The Foreign Influence Registration Scheme (FIRS) means that any “political influence activities within the UK at the direction of a foreign power or entity” will have to be reported to the Government.

FIRS will be a publicly available register with details of “the nature of the activity, its duration and who it is being undertaken for.

It is being introduced in an attempt to counter a rise in the “hostile activities of foreign states” and “deter foreign power use of covert arrangements, activities and proxies”, according to an impact assessment recently released by the Home Office.

People who do not declare their UK political influencing activity for foreign clients will face two years’ imprisonment and/or a fine.

“Persons could be prosecuted if engaged in unregistered activity, even if the activity itself is legitimate,” according to the assessment.

It estimates that more than 165,000 people working in PR, advertising, management consultancy and public affairs will need to “familiarise themselves with the scheme and its requirements to ensure compliance within their organisation”.

In total, some 371,480 people could be affected – with journalists, barristers and charity workers among the other groups falling under the scope of the scheme.

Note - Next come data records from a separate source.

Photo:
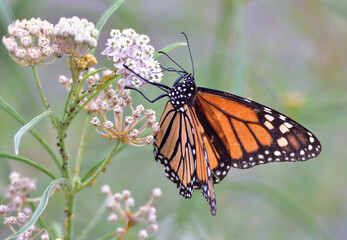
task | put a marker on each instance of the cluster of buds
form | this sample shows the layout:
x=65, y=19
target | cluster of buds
x=120, y=205
x=33, y=41
x=115, y=101
x=75, y=36
x=132, y=50
x=15, y=213
x=30, y=41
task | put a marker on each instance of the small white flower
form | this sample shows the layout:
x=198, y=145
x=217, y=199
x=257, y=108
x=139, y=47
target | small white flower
x=30, y=41
x=156, y=192
x=130, y=202
x=108, y=124
x=75, y=36
x=112, y=218
x=132, y=50
x=117, y=197
x=120, y=232
x=126, y=194
x=149, y=139
x=143, y=234
x=95, y=121
x=106, y=189
x=153, y=227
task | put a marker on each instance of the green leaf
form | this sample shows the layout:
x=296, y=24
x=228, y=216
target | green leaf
x=94, y=221
x=27, y=127
x=93, y=169
x=169, y=48
x=42, y=205
x=106, y=16
x=27, y=161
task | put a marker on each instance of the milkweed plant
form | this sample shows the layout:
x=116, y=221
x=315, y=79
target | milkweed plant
x=103, y=96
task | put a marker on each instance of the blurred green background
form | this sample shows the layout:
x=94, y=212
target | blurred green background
x=288, y=54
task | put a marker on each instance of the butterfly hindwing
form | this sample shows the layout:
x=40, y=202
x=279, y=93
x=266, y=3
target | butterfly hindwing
x=180, y=148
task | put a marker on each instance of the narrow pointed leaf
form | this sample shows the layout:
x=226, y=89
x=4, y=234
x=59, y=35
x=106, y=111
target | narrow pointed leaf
x=41, y=207
x=27, y=128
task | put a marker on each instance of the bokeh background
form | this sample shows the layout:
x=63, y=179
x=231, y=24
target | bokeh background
x=288, y=54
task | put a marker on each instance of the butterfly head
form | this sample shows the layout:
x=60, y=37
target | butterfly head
x=183, y=93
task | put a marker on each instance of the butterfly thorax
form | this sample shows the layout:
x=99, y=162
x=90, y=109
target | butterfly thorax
x=183, y=93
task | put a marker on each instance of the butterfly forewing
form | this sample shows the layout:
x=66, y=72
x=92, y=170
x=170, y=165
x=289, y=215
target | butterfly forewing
x=205, y=132
x=180, y=148
x=246, y=134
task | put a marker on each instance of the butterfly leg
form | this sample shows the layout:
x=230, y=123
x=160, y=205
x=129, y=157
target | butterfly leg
x=151, y=101
x=161, y=86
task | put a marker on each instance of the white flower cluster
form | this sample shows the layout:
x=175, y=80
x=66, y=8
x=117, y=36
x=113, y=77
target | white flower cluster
x=120, y=204
x=75, y=36
x=131, y=49
x=129, y=129
x=14, y=213
x=30, y=41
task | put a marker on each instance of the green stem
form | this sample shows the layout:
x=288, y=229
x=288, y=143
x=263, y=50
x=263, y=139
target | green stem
x=21, y=120
x=40, y=220
x=29, y=162
x=70, y=215
x=220, y=54
x=67, y=103
x=103, y=165
x=81, y=149
x=63, y=153
x=74, y=74
x=44, y=100
x=107, y=236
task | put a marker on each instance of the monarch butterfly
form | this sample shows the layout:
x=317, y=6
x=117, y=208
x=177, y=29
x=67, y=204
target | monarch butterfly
x=205, y=132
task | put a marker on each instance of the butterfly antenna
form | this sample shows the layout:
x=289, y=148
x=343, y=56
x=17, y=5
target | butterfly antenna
x=172, y=60
x=190, y=52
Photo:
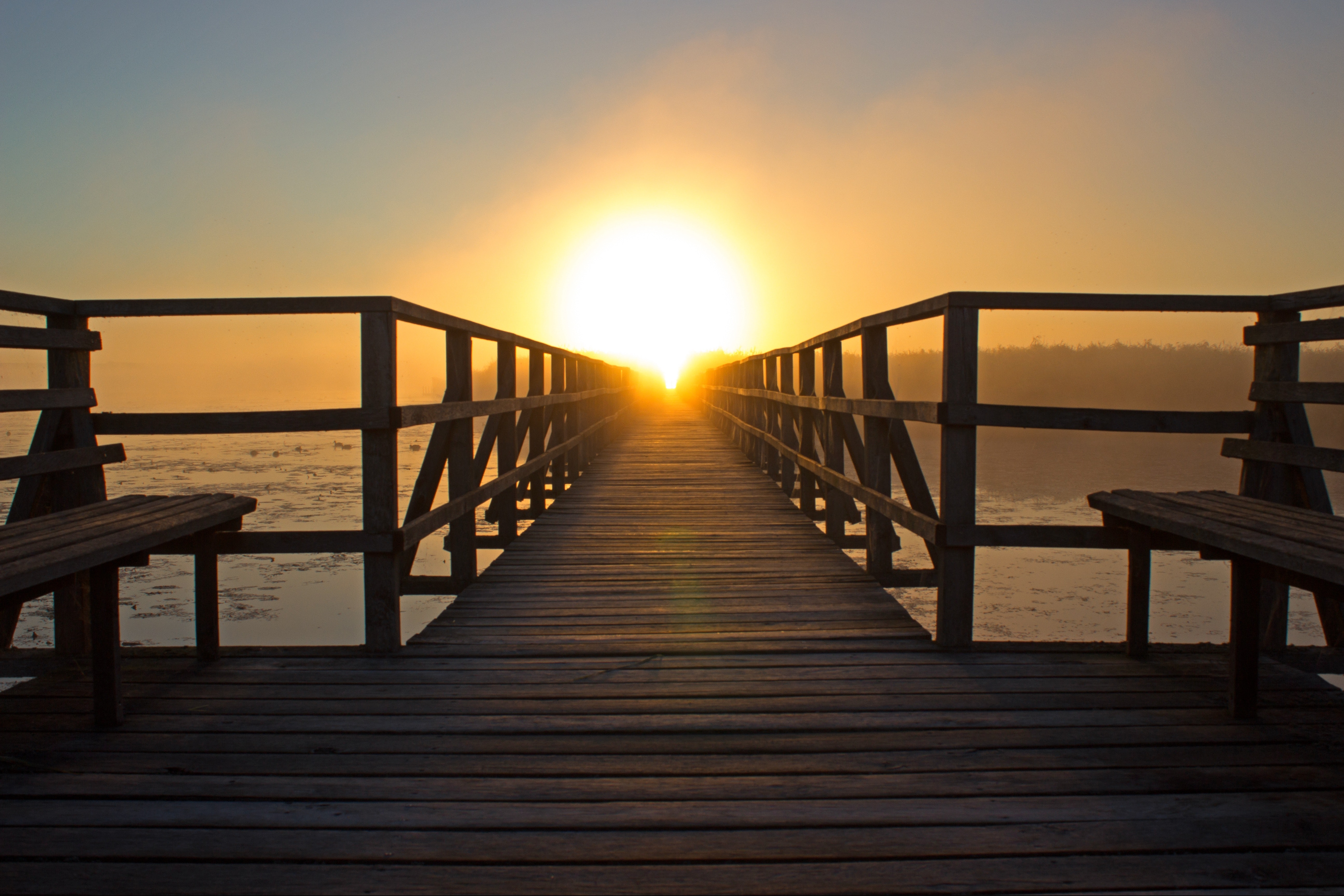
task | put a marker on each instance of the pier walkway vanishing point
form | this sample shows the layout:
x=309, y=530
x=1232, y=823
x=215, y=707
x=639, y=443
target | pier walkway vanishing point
x=674, y=683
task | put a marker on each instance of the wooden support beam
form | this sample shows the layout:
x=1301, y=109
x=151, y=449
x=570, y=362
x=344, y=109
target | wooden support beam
x=877, y=441
x=207, y=598
x=957, y=473
x=1245, y=639
x=1315, y=459
x=1139, y=592
x=461, y=535
x=71, y=371
x=105, y=649
x=537, y=428
x=560, y=424
x=1299, y=393
x=14, y=468
x=788, y=425
x=382, y=570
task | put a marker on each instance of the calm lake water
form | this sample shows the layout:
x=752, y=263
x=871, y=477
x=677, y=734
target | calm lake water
x=311, y=481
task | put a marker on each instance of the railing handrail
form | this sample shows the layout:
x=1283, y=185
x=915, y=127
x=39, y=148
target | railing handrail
x=276, y=305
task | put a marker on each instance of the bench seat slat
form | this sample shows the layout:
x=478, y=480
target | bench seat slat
x=1269, y=511
x=54, y=536
x=57, y=531
x=1155, y=511
x=11, y=530
x=1255, y=522
x=116, y=541
x=45, y=338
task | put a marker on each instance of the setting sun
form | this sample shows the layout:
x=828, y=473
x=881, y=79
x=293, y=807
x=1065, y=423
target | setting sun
x=654, y=288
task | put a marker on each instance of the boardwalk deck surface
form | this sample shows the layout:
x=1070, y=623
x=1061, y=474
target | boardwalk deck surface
x=674, y=683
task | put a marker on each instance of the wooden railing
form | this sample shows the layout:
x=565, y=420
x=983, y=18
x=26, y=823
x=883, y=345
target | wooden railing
x=804, y=437
x=562, y=430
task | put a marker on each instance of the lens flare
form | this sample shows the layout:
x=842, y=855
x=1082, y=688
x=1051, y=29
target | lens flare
x=654, y=288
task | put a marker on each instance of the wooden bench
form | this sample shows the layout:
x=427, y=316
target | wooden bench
x=38, y=555
x=1264, y=541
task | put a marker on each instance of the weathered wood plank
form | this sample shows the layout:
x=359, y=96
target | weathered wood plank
x=13, y=468
x=44, y=338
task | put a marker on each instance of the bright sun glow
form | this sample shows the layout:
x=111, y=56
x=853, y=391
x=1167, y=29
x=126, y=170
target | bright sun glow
x=654, y=288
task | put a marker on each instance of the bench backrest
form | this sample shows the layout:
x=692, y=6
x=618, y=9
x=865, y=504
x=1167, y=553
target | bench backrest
x=64, y=465
x=1280, y=461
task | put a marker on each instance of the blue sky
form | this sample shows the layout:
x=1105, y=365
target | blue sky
x=857, y=155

Although the Home Office does not have an “accurate estimate” for the number of people who could be “considered in scope to register”, it suggests there could be 273 registrations initially. It is not known how many PR and public affairs professionals would be within this figure. Those that do have to register can expect to have to pay up to £1,307 a year.

Reputational damage

“There is a risk of negative reputational impacts from inclusion on a public register,” the assessment states.

“Firms or individuals conducting legitimate activities could be concerned about being negatively impacted if there was a widespread, albeit inaccurate, perception that the scheme is a register of illegitimate activity.”

There is also the “potential for discouragement of legitimate activity because of the burden of the scheme and how it is implemented”. This may lead to an economic loss, it adds.

There will be “published guidance and a communications campaign to reduce any potential negative stigma that may be attached to the scheme”. This will “make clear that those who comply with the scheme’s requirements are supporting the transparency and national security objectives of the UK”.

However, the assessment notes that the “chilling effects” of the new system are “unknown and will likely impact each sector differently”. 

Exceptions

FIRS will introduce “additional regulatory burden” by requiring  a large number of businesses to familiarise themselves with the scheme, “with a tiny portion” of employees likely to need to register.

Exceptions will be made for those working for a foreign power in their official capacity, those with diplomatic immunity, those who provide legal services, those working for news publishers and those in an arrangement to which the UK government, or someone acting for or on behalf of the Crown, is party.

Comms activity “where it is reasonably clear from the communication that it is made at the direction of a foreign principal” will be out of scope of the new laws. However, organisations that are ultimately out of scope will still need to be aware of the FIRS regulations to ensure they are out of scope, both currently and for future activities.

Industry view

While the scheme is welcome as a way to increase transparency, it is important that “nothing is designed in a way that is burdensome for the PR industry or negatively impacts it and the important work it delivers”, according to Jon Gerlis, PR and policy manager at the CIPR.

There is a risk that the register would be associated with nefarious or illegal activities, resulting in improper reporting or the unforeseen consequence of less transparency, he said. 

“This impact assessment raises some serious concerns – we would urge the Government to look at similar existing schemes and do more to reassure the industry and work with us to mitigate them.

Renna Markson, deputy director-general of the PRCA, commented: “Every professional industry has a responsibility to ensure its services are not weaponised by those who seek to harm the UK.”

But she warned: “It is vital, however, that any legislation is carefully considered to avoid unintended consequences. We will review the impact assessment and the views of members before commenting further.”